Noname Book Club のウェブサイトによれば、同ブッククラブはPOCの声を育てるためのコミュニティと位置付けられています。POCの著者による本の紹介や、受刑者に本を送る“Prison Program”等の活動を行っており、公共図書館と協力した取組も進めています。

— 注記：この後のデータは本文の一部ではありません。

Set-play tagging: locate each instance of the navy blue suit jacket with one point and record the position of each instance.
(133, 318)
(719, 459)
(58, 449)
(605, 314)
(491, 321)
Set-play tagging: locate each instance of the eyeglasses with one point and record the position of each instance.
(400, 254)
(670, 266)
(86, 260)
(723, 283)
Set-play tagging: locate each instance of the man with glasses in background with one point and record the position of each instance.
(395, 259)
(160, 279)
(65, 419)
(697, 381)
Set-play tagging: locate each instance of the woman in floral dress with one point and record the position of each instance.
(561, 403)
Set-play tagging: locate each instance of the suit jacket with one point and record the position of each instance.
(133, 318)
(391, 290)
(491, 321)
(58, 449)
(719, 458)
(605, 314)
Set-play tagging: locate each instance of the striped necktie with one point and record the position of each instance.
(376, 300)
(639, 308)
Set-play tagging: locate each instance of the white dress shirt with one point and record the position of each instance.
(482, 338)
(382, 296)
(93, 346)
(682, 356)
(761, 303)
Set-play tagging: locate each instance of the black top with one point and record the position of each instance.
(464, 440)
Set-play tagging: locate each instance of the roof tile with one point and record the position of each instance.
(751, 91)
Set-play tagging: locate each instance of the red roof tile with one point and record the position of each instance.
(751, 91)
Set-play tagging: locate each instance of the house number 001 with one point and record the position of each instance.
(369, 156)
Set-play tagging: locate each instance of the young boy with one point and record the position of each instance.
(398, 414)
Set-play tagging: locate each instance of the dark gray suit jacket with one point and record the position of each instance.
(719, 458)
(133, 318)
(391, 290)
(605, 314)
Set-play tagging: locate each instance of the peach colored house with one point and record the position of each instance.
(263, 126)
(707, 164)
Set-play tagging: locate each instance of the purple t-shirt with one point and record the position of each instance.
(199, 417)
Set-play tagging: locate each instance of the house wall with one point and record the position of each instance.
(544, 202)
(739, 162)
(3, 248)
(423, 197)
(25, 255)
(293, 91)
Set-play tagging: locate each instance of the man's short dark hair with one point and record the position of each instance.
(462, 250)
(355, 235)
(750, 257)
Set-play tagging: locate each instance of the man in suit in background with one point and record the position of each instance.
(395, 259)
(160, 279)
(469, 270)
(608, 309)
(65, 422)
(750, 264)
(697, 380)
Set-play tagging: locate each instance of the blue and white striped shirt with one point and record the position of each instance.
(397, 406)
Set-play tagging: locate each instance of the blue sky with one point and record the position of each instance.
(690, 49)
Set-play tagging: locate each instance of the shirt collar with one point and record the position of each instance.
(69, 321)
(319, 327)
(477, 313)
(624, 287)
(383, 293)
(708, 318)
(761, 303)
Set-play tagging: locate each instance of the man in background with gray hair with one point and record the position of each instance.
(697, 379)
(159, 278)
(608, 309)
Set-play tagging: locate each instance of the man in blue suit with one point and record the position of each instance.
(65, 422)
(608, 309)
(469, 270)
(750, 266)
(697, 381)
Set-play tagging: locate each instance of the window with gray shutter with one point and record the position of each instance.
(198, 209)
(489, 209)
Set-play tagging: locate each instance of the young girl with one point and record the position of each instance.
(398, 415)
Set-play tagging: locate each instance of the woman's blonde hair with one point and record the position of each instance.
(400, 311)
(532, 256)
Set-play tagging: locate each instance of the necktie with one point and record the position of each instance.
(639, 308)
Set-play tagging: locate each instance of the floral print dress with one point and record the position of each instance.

米・Educopia Institute、大学図書館の出版事業における学術誌出版ワークフローを文書化した資料を公開:北米の大学図書館12館が対象

2021年10月20日、米国のMLAおよびその他の文化資源保存機関の連携促進を目的とする非営利組織Educopia Instituteは、大学図書館の出版事業における学術誌出版ワークフローを文書化した資料を公開したことを発表しました。

Educopia Instituteが、図書館による出版活動を進める大学図書館のイニシアティブ“Library Publishing Coalition”(LPC)及び北米の大学図書館12館と実施しているプロジェクト“Library Publishing Workflows project”の成果です。同プロジェクトは、図書館における学術誌出版ワークフローの調査や文書化を行うものであり、米国博物館・図書館サービス機構(IMLS)からの研究助成も受けています。今回公開されたワークフローはプロジェクト参加館12館のものであり、館ごとに公開されています。

発表では、プロジェクトからの今後のリリース予定についても紹介されています。今後数か月の間に、LPCのブログにおいてプロジェクト参加館による記事が掲載され、ワークフローの変遷等についての紹介が行われる予定です。また、2022年1月には、図書館出版が自らのワークフローを文書化するためのツールや、文書化を通じた業務改善を支援するためのツールをリリースする予定とあります。

ORCID, Inc.、2022年から2025年までの戦略計画を発表

ORCID, Inc.の2021年10月19日付けブログ記事で、新たに公開された2022年から2025年までの戦略計画“From Vision to Value: ORCID's 2022–2025 Strategic Plan”の内容が紹介されています。

ORCIDのレコード数と連携システムの数が増えるほど、ステークホルダーがORCIDに参加することで得られる価値は大きくなるため、これを可能とする条件の整備が目標であるとしています。その上で、戦略の主要テーマとして次の4点を挙げています。

・メンバーにとっての価値を高める
・研究者にとっての価値を高める
・世界的な参加を増大させる
・信頼と誠実さを維持する

同戦略計画は、研究データ公開プラットフォームFigshare上に2021年9月29日付けで掲載されており、上記の各テーマに関し優先的に行う取組内容等を示しています。例えば「研究者にとっての価値を高める」には、ORCIDのレコード作成・更新に係る労力軽減や、ORCIDへの研究者の参加促進のために取り組む事項を列挙しています。